La voix stoppe tout mouvement instantanément. Perdu, il lance un regard peu assuré à son professeur dont le contour de l'œil gauche prend une bleutée. Il ne l'a pas raté. Les autres élèves commentent le spectacle à voix basse, hilares. Il réalise peu à peu qu'aucun danger immédiat ne le menace. Les tremblements et les larmes succèdent à la stupéfaction du moment. Il prend de grandes respirations, chasse les larmes qui troublent son champ de vision et se concentre sur les mots de son professeur qui tente de garder contenance et de le rassurer.
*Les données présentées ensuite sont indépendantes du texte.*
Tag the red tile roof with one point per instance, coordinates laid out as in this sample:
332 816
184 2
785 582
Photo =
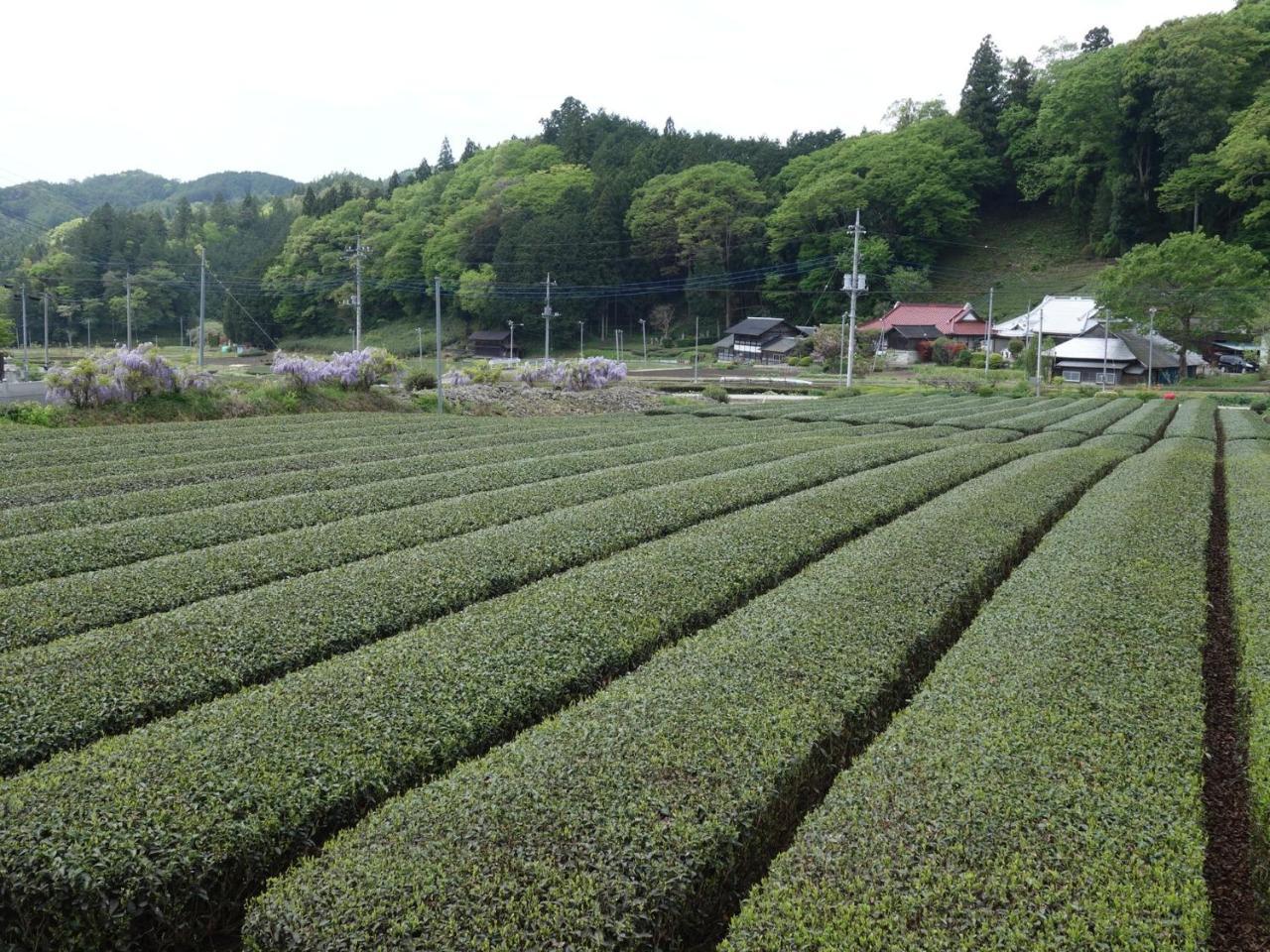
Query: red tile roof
949 318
Le sourire du garçon en face de lui s'élargit soudain de manière mauvaise. Il lance un bout de carton dans sa direction, recouvert de papier aluminium. L'enfant prend fébrilement l'objet dans ses doigts. Une soucoupe volante artisanale. Ils se moquent de lui. Avec rage, il déchire le carton et se lève. Le professeur tente de l'arrêter, mais il n'en a pas le temps : William saisit son sac, glisse entre ses jambes et court vers la sortie. Sa taille fine lui permit de passer aisément entre les barreaux de la grille d'entrée.

« William ! »

La voix de son professeur ne l'arrête pas. Ces lumières étranges autour de lui non plus. Il veut fuir. Fuir loin de ces monstres qui lui font vivre cet enfer. Et puis, il y eut cette lumière, vive, au-dessus de lui. Il se fige, stupéfait.

« Adès ? C'est toi ? »

Il y a un flash, et puis du silence.

Lorsque le professeur essoufflé arrive au milieu de la route, il ne reste plus qu'un cartable rouge sur le bitume.